Tiefschlaf macht kreativ

Tiefschlaf in der sogenannten REM-Phase (Rapid Eye Movement) hilft, Informationen zu verarbeiten und Stress abzubauen. Darüber hinaus, so eine Studie der Universität von Kalifornien in San Diego, fördert Tiefschlaf auch die Kreativität. Testpersonen schnitten besser in kreativer Problemlösung ab, wenn sie zuvor in den Tiefschlag gefallen waren, im Vergleich zu Testpersonen, die bloß nickern oder sich ausruhen durften.

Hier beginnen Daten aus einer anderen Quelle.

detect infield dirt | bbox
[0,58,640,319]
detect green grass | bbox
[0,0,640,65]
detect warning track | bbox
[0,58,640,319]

“In der Nacht vor Ostersonntag in jenem Jahr bin ich aufgewacht, habe das Licht angemacht und einige Notizen aufgeschrieben. Dann schlief ich wieder ein. So gegen 6 Uhr morgens erinnerte ich mich, dass ich etwas Wichtiges aufgeschrieben hatte, aber ich war nicht in der Lage mein Geschreibe zu erkennen. In der nächsten Nach, gegen 3 Uhr, kam die Idee wieder. Es war das Design eines Experiments, das meine These der chemischen Transmission beweisen sollte, die ich 17 Jahre zuvor postuliert hatte. Ich stand sofort auf, ging ins Labor und führte ein Experiment am Herzen eines kleinen Frosches durch, genau wie ich es geträumt hatte. Das war der Beweis.”, Otto Loewi, Nobelpreis 1936 für die Entdeckung der chemischen Weiterleitung von Nervenimpulsen (kurz: Neurotransmitter)

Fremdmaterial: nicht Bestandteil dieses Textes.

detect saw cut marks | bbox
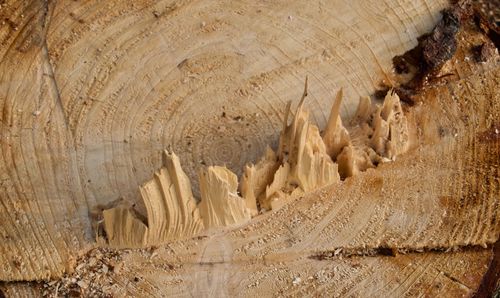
[103,78,409,247]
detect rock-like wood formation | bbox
[103,151,203,248]
[0,0,500,297]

Die Forscher um Sara Mednick und Denise Cai an der Universität haben Anekdoten wie die von Otto Loewi zum Anlass genommen, den Einfluss von Erholung und Schlaf auf die Kreativität genauer zu untersuchen. Sie kamen zu folgenden Ergebnissen:

  • unabhängig vom Schlaf hilft bereits der Ablauf von Zeit, in dem sich das Gehirn unbewusst mit den Fakten beschäftigen kann (eine entsprechende Kreativitätstechnik heißt Set & Forget)
  • Tiefschlaf erhöht die Kreativität, wenn das Problem bereits vor dem Schlaf bekannt ist
  • diese Tiefschlaf-Steigerungen der Kreativität haben nichts mit selektiven Verbesserungen des Erinnerungsvermögens zu tun
  • die generelle Fähigkeit zur Problemlösung ist vom Erholungszustand unabhängig

Mednick und Cai begründen das damit, dass im Hirn im Tiefschlaf neue Informationen in vergangenen Erfahrungen eingebettet werden und so für ein reicheres Netzwerk an Assoziationen sorgen. Der Wunsch des Nobelpreisträgers Friedrich A. Kekule erlangt eine völlig neue Bedeutung:

Lasst uns lernen, zu träumen.

So gesehen, müsste das Beamtenheer unseres Landes aber sehr kreativ sein, oder? Sagt man denn nicht, die Beamten seien den ganzen Tag im Tiefschlaf?